Aboriginal Canadians tell their own stories, about their own people, in
their own voice, from their own perspective.
If as recently as forty years ago there was no recognizable body of work
by Canadian writers, as recently as thirty years ago there was no Native
literature in this country. Perhaps a few books had made a dent on the
national consciousness: The Unjust Society by Harold Cardinal,
Halfbreed by Maria Campbell, and the poetry of Pauline Johnson and
even Louis Riel. Now, three decades later, Native people have a
literature that paints them in colours that are psychologically complex
and sophisticated. They have a literature that validates their
existence, that gives them dignity, that tells them that they and their
culture, their ideas, their languages, are important if not downright
essential to the long-term survival of the planet.
Tomson Highway's From Oral to Written is a study of Native literature
published in Canada between 1980 and 2010, a catalogue of amazing books
that sparked the embers of a dormant voice. In the early 1980s, that
voice rose up to overcome the major obstacle Native people have as
writers: they are not able to write in their own Native languages, but
have to write in the languages of the colonizer, languages that simply
cannot capture the magic of Native mythology, the wild insanity of
Trickster thinking.

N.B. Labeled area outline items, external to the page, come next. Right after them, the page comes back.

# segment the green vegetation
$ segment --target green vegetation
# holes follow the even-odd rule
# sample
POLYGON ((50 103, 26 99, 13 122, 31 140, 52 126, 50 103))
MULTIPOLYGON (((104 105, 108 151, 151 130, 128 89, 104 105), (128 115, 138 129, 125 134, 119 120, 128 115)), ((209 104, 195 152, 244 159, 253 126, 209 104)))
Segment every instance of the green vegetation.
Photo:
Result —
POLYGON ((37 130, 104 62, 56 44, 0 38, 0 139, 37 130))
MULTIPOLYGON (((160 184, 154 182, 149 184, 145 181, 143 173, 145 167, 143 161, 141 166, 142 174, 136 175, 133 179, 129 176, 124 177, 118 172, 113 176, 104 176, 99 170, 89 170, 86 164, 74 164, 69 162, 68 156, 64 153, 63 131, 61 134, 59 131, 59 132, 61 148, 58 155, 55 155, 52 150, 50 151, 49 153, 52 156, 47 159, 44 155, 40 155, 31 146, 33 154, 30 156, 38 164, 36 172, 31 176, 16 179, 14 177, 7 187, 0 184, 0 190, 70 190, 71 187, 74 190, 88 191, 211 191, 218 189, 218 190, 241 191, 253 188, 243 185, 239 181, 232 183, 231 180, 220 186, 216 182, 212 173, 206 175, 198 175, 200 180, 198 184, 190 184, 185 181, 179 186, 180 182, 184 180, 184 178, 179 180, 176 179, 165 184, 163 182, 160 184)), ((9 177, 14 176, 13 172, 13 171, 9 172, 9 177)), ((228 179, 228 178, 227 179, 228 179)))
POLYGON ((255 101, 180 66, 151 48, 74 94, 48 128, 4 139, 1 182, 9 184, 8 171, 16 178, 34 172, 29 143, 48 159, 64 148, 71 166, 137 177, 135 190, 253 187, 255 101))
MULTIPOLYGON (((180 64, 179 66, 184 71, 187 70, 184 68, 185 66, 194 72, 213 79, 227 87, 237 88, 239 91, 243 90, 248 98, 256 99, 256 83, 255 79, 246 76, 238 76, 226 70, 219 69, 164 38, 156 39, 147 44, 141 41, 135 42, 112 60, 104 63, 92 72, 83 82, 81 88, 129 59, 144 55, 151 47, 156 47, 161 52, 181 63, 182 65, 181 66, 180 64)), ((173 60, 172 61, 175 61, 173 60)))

From Oral to Written is the story of the Native
literary tradition, written - in multiple Aboriginal languages, in
French, and in English - by a brave, committed, hard-working, and
inspired community of exceptional individuals - from the Haida Nation on
Haida Gwaii to the Mi'kmaq of Nova Scotia's Cape Breton Island.
Leading Aboriginal author Tomson Highway surveys the first wave of
Native writers published in Canada, highlighting the most gifted authors
and the best stories they have told, offering non-Native readers access
to reconciliation and understanding, and at the same time engendering
among Native readers pride in a stellar body of work.